I went on a date with a new guy, he was great. When I starting talking about my fascination with outer space, instead of saying, "wow, you're really weird" he said, "can I talk you to the planetarium next weekend?"

So basically, he was perfect.

He texted me the day of our planetarium date to ask if I would call him so we could "talk for a sec." Um sure, guy I like but don't really know that well...what could we possibly have to talk about? I'm supposed to see you in an hour and a half.

We had to talk about that fact that I was not going to see him in an hour and a half.

Guy: I'm really sorry, but I'm too busy with work.
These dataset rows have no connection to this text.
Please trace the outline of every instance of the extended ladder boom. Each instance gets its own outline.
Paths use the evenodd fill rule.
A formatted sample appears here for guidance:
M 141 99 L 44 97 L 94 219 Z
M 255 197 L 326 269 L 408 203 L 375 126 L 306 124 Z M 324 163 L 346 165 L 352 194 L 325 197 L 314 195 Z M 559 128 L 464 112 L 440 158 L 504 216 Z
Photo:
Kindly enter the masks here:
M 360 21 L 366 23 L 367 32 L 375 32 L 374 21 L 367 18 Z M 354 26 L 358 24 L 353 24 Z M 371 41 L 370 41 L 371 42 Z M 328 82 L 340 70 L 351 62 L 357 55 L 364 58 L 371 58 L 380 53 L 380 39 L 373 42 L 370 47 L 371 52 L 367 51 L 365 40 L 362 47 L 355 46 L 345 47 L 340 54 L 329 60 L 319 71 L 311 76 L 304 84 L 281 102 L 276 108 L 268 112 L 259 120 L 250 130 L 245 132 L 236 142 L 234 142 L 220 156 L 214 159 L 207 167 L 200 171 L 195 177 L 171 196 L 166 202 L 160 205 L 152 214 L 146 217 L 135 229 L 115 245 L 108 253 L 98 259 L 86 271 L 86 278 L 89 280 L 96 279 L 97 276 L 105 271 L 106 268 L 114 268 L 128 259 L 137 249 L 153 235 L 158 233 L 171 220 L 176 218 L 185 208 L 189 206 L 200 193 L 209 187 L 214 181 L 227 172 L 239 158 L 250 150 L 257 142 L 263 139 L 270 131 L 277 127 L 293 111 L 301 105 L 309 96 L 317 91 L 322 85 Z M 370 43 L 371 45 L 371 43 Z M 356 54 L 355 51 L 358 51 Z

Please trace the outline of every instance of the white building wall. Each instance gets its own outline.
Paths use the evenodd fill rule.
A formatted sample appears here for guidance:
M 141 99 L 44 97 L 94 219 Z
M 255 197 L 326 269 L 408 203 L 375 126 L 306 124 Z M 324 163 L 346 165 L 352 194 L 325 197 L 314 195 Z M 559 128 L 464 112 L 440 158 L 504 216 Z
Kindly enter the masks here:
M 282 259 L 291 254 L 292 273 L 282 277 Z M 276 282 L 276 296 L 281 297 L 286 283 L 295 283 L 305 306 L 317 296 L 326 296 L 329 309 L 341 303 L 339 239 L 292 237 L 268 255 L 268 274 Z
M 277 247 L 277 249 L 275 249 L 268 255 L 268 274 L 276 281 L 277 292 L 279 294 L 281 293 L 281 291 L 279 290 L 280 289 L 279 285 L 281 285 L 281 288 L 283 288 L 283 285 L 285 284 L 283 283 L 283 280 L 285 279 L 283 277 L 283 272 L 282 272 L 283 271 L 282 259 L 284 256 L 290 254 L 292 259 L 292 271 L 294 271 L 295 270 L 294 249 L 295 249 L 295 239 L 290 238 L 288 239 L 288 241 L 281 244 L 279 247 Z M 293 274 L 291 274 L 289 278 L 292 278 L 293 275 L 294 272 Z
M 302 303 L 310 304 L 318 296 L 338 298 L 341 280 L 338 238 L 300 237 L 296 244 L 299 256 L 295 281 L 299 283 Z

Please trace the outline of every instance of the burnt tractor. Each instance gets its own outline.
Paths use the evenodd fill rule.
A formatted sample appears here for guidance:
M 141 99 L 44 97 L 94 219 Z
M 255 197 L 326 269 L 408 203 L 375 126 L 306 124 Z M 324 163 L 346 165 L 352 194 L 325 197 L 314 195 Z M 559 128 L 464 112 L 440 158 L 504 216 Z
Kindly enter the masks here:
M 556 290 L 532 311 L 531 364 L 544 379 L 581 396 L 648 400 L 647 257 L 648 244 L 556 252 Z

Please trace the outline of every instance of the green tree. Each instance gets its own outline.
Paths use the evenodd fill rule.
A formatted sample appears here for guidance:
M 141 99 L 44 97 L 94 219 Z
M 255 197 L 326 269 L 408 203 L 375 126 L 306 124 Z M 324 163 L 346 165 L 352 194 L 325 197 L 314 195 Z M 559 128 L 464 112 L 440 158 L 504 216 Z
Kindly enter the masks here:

I feel like an asshole and I'm sick of feeling like an asshole for doing this to you for a month [reference is about previously broken plans that made him feel like an asshole], and I really like you but I just don't have time to date someone right now.

Me [in my head]: It sounds like you're breaking up with me. Are we dating? Wait, you can't be breaking up with me ... we aren't dating. Why do I feel like you're breaking up with me?

Me [out loud]: Okay.

Guy: I'm really sorry, I'm just too busy. But I mean, you can call me in a couple of weeks if you want.

Me [in my head]: Yes. As you are the busy one, it makes perfect sense that I would continue to call you in hopes that there may be a break in your schedule. That makes much more sense than you calling me if and when you become less busy.

Me [out loud]: I'm not going to call you.

I'm always the one who gets dumped, but this has got to be some kind of record. I was dumped before a relationship even began. Our relationship was negative days long before it ended.

The worst part is that I was actually upset about it. I couldn't even eat my bagel and I wanted to cry. And that is why I don't cuddle with people. Cuddling makes you unreasonably attached. I'm reverting back to my ice queen ways.